Long-time AofG homey Jerloma hits us up with a proper session of grievances. There, doesn't that feel better.
-Corporate America - You truly suck. As long as you continue to measure
people by what they say and how they say it rather than what they
actually do, inefficiency is your fate.
-Parents with whiny kids - I understand that sometimes kids get cranky.
I have one. It's not necessarily a result of poor parenting. However if
you're kid is making everybody around it absolutely miserable...take the
kid somewhere else. Just because you're immune to it, it doesn't mean
everyone else is.
Much More after the Jump->
-Athletes who whine about not getting enough respect - You've been given
a gift. You're talented. You're rich. You can have any woman you want.
Millions of people would trade places with you in a heartbeat. There are
people with problems that you will never have to imagine. Yet your
indignant attitude and your insistence that nobody respects you makes
you the least enviable people I can think of. You disgust me.
-UPS - You know what? Fuck you! Because one person on my street had
something stolen, you can't demand that everything you deliver to me be
signed for! If I want to risk having my box of coffee stolen from my
front step, then that's the damn risk I'll take!
-My Fantasy Football Team - Peyton Manning, Clinton Portis, Cadillac
Williams, Chad Johnson, Antonio Gates, Plaxico Burress, Jason Elam, and
the Chicago Bears. Thank you for deciding to post your lowest point
total of the year in the first round of the playoffs. I couldn't have
used that $800.
-Global warming theorists - Oh no!!! The o-zone is deteriorating! Too
much hairspray! The ice caps are melting and we're all gonna be dead! Ya
know what? Go outside. It's fucking cold. It's getting colder every
year. The ice caps aren't going anywhere. All you need to do is look at
the size of my testicles when I walk outside in the morning to know that
the globe is not warming! We should be so lucky.

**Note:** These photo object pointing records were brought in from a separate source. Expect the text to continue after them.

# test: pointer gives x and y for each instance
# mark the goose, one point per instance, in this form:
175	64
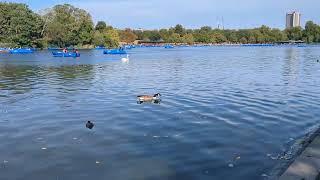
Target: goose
148	98
125	59
89	125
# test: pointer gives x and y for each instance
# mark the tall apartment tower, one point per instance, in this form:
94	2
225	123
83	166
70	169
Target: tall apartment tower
293	19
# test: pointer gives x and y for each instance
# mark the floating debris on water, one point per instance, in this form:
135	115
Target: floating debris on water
89	125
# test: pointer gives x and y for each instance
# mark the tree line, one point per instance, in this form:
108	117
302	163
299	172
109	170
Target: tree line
65	26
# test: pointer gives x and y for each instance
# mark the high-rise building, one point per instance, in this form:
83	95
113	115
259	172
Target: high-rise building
293	19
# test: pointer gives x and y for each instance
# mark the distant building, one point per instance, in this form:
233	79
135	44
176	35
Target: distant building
293	19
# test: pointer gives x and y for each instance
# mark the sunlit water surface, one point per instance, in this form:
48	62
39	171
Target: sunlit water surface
226	113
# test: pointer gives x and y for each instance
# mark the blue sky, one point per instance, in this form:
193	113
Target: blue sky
154	14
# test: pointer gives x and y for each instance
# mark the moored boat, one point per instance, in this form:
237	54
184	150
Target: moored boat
114	51
67	54
21	51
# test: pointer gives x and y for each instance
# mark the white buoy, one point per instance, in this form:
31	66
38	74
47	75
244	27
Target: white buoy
125	60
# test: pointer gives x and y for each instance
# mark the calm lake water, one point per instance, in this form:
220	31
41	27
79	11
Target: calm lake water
226	113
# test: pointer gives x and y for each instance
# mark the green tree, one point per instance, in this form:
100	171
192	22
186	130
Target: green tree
101	26
179	29
294	33
19	26
68	26
109	38
188	38
312	32
127	36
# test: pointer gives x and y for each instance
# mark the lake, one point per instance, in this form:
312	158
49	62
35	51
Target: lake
226	113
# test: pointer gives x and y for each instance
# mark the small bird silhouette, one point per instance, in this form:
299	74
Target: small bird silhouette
89	125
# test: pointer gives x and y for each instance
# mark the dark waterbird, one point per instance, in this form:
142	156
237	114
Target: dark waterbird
89	125
149	98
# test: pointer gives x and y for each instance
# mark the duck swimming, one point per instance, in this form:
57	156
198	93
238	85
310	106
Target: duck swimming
149	98
89	125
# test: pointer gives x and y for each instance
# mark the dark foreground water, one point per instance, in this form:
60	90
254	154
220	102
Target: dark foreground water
226	113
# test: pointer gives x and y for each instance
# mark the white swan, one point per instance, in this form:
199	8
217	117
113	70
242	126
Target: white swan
125	59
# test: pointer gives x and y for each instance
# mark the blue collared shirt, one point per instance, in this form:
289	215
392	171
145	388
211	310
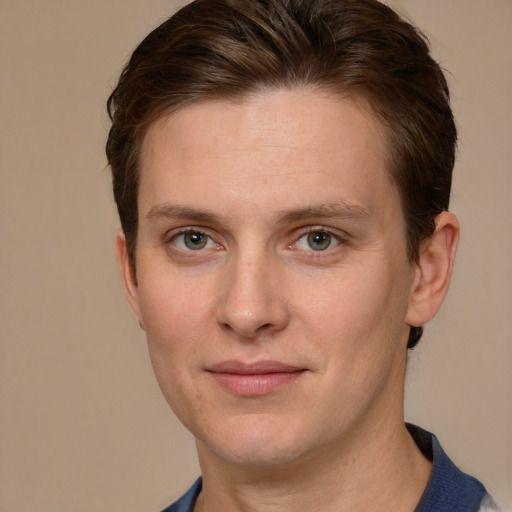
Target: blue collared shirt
448	489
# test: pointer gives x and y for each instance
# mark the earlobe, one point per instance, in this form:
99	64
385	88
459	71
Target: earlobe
434	270
128	276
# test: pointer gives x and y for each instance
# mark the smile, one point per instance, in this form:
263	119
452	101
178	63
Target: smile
254	379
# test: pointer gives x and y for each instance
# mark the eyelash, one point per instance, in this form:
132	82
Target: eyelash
339	239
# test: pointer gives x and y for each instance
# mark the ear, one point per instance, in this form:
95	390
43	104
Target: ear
128	276
433	270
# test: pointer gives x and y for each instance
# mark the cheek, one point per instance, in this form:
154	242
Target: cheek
362	310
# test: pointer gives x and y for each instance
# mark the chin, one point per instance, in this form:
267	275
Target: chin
257	443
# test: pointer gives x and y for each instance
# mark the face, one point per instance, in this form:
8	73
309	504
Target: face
272	276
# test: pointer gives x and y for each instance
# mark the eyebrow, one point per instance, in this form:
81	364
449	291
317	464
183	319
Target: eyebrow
340	209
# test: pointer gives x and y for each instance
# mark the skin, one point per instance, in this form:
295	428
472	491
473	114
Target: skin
251	180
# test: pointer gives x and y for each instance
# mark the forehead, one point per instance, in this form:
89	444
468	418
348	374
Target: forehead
267	149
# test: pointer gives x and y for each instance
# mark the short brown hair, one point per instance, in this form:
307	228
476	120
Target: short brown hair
230	48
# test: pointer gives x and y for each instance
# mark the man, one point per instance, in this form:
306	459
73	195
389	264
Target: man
282	170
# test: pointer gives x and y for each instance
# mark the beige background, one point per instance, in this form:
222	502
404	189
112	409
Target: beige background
82	424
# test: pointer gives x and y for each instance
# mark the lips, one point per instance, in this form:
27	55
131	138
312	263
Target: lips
254	379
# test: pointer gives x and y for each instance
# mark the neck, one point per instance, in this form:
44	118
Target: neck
383	470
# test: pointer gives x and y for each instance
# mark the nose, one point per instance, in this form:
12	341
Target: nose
252	300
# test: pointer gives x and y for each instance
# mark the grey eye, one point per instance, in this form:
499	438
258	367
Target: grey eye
319	240
193	241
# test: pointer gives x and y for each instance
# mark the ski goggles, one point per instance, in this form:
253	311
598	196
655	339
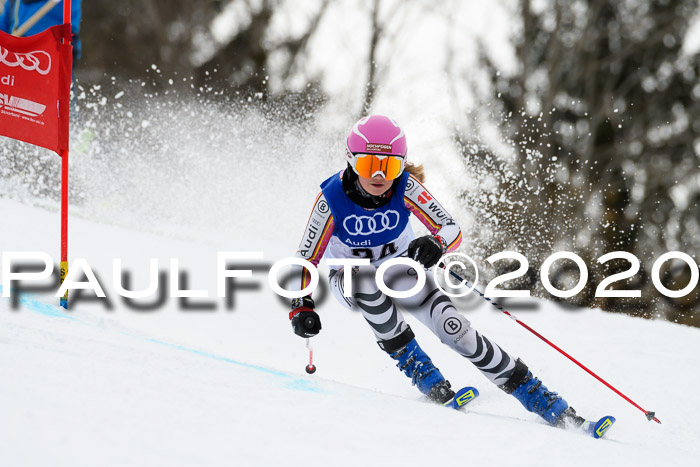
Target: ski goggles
369	165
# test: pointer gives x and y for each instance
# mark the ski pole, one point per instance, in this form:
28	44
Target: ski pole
650	415
310	368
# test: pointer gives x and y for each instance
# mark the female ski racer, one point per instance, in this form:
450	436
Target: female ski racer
363	212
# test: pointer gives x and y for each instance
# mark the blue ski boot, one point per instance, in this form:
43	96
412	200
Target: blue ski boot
416	364
535	396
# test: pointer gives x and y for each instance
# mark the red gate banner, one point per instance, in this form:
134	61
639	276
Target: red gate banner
35	76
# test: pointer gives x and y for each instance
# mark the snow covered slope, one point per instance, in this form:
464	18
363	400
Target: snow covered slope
175	385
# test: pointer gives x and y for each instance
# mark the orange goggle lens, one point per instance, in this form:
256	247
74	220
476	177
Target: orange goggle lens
369	165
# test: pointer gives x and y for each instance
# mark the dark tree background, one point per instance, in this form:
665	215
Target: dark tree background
602	120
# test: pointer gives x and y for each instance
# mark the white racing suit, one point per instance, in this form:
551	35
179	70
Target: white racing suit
338	228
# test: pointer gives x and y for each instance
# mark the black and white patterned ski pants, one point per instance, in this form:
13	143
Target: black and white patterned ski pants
430	306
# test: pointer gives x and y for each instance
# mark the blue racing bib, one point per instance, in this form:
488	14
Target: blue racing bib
359	227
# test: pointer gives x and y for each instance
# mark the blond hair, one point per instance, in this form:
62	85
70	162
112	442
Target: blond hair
416	170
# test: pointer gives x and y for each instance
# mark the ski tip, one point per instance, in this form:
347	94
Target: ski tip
463	397
602	426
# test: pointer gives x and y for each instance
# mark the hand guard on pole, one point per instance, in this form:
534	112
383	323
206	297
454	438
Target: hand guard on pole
305	321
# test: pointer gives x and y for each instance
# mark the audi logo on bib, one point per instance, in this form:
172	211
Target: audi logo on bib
376	223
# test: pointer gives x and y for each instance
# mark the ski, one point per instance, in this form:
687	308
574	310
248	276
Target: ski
462	398
599	428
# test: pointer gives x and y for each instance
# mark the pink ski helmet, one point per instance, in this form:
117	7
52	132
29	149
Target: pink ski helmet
376	134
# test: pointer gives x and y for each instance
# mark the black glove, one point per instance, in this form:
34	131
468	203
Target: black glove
427	250
305	321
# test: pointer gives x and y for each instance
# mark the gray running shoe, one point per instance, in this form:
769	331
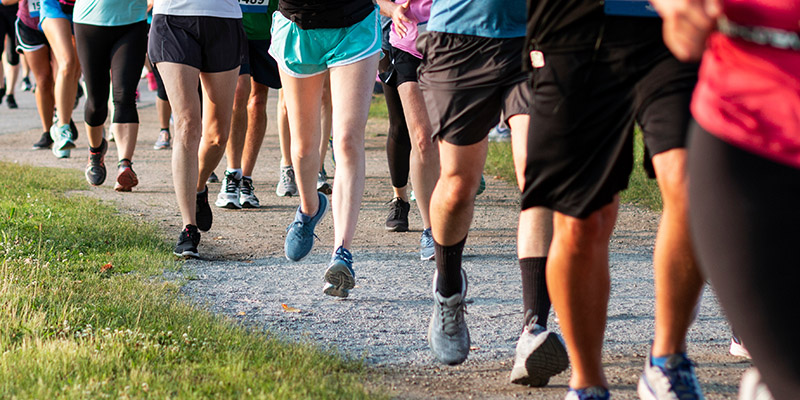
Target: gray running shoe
540	355
426	249
448	336
287	187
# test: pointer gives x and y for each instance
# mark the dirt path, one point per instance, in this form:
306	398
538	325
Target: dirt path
244	275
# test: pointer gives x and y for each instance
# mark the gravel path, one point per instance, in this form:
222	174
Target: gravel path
244	275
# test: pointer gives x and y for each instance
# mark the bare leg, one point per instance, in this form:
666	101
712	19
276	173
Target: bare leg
424	151
678	280
578	282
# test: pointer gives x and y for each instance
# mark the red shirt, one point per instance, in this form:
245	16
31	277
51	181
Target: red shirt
748	94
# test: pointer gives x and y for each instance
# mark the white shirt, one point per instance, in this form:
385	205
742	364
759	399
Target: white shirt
200	8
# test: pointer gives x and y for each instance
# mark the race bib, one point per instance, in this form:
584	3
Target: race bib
254	6
33	8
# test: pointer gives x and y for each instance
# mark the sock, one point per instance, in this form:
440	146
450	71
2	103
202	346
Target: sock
448	266
534	289
237	172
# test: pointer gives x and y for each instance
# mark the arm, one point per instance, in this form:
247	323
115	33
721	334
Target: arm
687	24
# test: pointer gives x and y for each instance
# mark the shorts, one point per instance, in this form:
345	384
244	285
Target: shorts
307	52
403	68
209	44
260	65
29	39
585	103
468	81
54	9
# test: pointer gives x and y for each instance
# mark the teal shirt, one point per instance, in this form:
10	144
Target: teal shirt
109	12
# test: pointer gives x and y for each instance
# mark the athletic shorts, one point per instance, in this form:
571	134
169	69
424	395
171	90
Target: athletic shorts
307	52
403	67
260	65
54	9
29	39
209	44
468	81
585	103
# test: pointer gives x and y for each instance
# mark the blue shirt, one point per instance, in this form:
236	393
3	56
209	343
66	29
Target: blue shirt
109	12
487	18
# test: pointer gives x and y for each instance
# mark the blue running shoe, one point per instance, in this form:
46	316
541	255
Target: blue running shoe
675	380
426	249
340	277
590	393
300	233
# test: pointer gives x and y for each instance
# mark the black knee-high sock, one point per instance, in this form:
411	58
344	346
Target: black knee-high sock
448	266
534	289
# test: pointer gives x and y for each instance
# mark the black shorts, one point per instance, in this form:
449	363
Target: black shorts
260	64
585	103
29	39
209	44
468	81
402	67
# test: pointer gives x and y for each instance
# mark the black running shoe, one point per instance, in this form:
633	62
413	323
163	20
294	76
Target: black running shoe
203	211
397	220
96	167
187	243
44	143
11	102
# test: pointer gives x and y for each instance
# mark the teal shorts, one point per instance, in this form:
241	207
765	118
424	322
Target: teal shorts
307	52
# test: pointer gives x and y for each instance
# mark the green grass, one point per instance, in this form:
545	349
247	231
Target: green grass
641	191
70	330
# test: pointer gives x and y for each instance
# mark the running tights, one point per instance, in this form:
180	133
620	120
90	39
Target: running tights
120	50
398	142
745	224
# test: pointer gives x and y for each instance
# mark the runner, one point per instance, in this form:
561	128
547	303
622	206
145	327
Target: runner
594	75
408	19
56	23
249	122
111	35
309	39
191	41
745	172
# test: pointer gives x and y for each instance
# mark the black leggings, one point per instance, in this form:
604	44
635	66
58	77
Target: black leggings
121	50
398	142
745	225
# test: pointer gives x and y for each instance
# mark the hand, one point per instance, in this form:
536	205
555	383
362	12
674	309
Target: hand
687	24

-Bill Cowher - You spineless wench. I am so sick of watching your team
play "not to lose" in the biggest games of their career. I'm sick of
your attitude in your press conferences. I'm sick of the way you rule
the Steelers organization as if you were the king but then are never
accountable when it fails due to your incompetence. I'm sick of you
instilling your "playoff mentality" on your players and infecting the
whole organization with your gutlessness. Go away.
-My kid's daycare - Don't call me and tell me that one of the kids cut
my kids hair today but it really isn't that bad! It really isn't that
bad? That's your disclaimer? Her hair doesn't look too bad? Okay...how
about the fact that a fucking 3 year old is waving a pair of scissors
around my 3 year old's head and nobody's noticing this? Do you have a
disclaimer for that?
Awesome Jerloma. That athlete bit is spot on. Very nice read.
Posted by: Johnnie | December 23, 2005 at 01:43 PM
"All you need to do is look at the size of my testicles when I walk outside in the morning to know that the globe is not warming!"
Stop acting like you can see them regardless of the weather. Perhaps for your New Year's resolution you should start being honest with yourself.
And as for that scissors bit, please tell me you raised a fuss about that. That's legitimately way beyond the pale.
Posted by: Jackie | December 23, 2005 at 02:07 PM
Of course I did.
Posted by: jerloma | December 23, 2005 at 04:28 PM
So how did that go down? I could see having an extremely hard time maintaining any degree of civility during that conversation.
Posted by: Jackie | December 24, 2005 at 10:44 AM
Jerloma, I'm feeling your pain. In my big money league, my high-powered #2 ranked team was averaging 115 points a week. First week of playoffs? 50. Fuckin' na'er-do-well losers.
Posted by: Cozmo | December 24, 2005 at 11:38 AM
JC...pretty much the same way I expressed it in my grievances.